When I first tried Spotify, a Sweden-based music streaming service that recently became known in the U.S., I expected it would be a tragedy for the music industry. How could any artist ever expect to make a profit when this program allowed anyone to listen to millions of songs for free?  Spotify already has around 15 million songs and is continuously growing by about 10,000 new songs a day. There is a Premium membership which costs $9.99 a month, benefits including the removal of the advertisements that play in between every few songs or so, unlimited streaming, and Spotify for mobile.

After a little research, I saw this program as beneficial for the musicians. In this day and age, we are all about convenience. No one wants to get in a car and drive to a store just to search for the CD when they can just go online and download or stream their favorite artists right away.

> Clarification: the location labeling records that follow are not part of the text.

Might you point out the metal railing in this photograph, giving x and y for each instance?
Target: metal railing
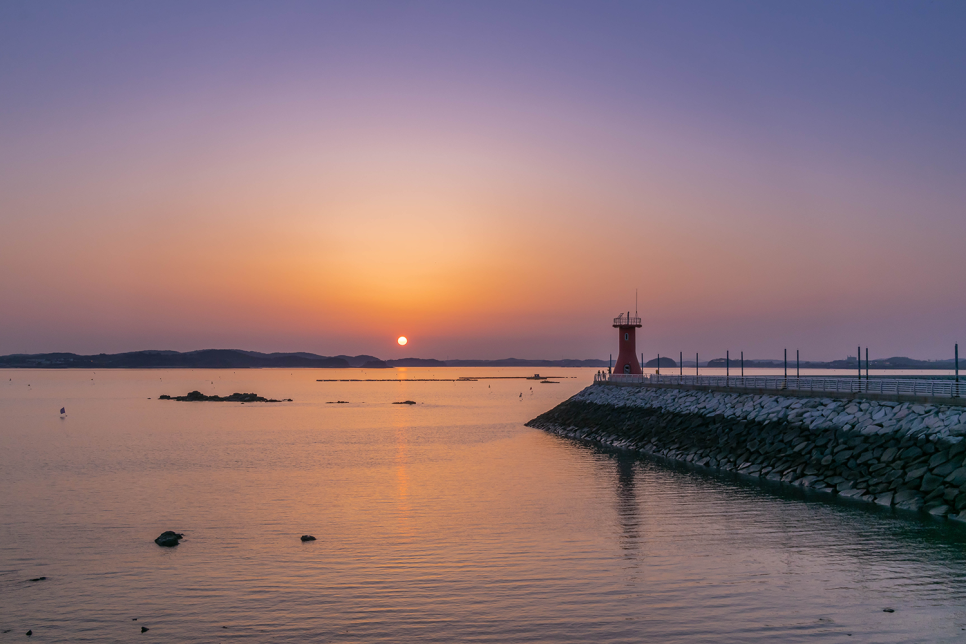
(627, 320)
(884, 386)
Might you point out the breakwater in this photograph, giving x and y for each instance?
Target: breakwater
(907, 455)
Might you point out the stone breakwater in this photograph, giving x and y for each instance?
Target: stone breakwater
(905, 455)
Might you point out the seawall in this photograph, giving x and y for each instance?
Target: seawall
(907, 455)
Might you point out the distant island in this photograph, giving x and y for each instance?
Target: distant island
(238, 359)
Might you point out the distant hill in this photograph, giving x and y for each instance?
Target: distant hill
(416, 362)
(239, 359)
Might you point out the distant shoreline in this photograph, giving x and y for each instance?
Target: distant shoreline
(239, 359)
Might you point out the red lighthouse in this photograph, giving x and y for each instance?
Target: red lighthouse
(627, 356)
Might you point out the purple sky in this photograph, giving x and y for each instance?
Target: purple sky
(488, 179)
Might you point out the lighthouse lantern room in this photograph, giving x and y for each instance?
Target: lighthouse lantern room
(627, 355)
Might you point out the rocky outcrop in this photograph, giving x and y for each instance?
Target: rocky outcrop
(168, 539)
(197, 396)
(905, 455)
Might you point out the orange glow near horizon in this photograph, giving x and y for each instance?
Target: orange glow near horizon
(494, 201)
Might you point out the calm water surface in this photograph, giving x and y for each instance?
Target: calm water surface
(444, 521)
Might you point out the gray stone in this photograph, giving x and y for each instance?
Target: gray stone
(912, 504)
(957, 477)
(945, 469)
(905, 495)
(916, 473)
(910, 453)
(939, 510)
(168, 539)
(884, 499)
(938, 459)
(930, 483)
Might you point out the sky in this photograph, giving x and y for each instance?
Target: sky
(488, 179)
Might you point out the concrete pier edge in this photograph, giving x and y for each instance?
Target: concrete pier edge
(905, 455)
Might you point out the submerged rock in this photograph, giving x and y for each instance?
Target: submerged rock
(168, 539)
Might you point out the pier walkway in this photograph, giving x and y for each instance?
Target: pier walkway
(949, 392)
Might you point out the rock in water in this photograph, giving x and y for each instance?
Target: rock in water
(168, 539)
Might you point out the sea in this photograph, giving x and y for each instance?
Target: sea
(447, 520)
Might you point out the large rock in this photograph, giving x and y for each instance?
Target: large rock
(957, 477)
(169, 539)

Spotify pays artists minimums based on their stream count which means more revenue for the artists. The artists will begin to make the money on their music that they had lost for years due to illegal downloading. The music industry loses over $12.5 billion per year due to piracy, according to the Recording Industry Association of America. As people stream music, the record companies will be paid, which allows them to in turn, pay the musicians. There are many ways to purchase music online including I-Tunes and Amazon. It was hoped that these types of options would decrease the number of illegal downloads, but Spotify has the best chance at creating a real decrease by offering completely free music.

Now with all this free music available at our fingertips, we won’t even have to wait the few minutes of download time to hear our favorite artists. Spotify also makes it easier to share music with friends by creating public playlists or sharing music choices on Spotify through Facebook or Twitter. It is not only a large database of free music but also a type of social-networking site which broadcasts your music on Facebook as you are listening to it. For people interested in discovering new music, there is even a “New Album Releases” playlist created by Spotify that you can subscribe to stay updated.

The effects of internet downloading and streaming are visible in stores. Best Buy’s CD section has significantly reduced its size to a very minimal collection of artists. Vinyl albums are usually difficult to find anywhere but sometimes can be purchased directly from the artist’s online merchandise store.  Now even if someone did want to go to a store to find a hard copy of an album, it would be unlikely to find it unless the musician or musical group is widely known.

Internet downloading and streaming allows for record companies to save money on the production of album covers, CDs, tapes, and vinyl records. By using Spotify, you are supporting your favorite artists while not paying a dime and with a statement like “Millions of tracks, any time you like. Just search for it in Spotify, then play it. Just help yourself to whatever you want, whenever you want it,” how can anyone resist?

*Published in the College of DuPage Courier Student Newspaper, 2013.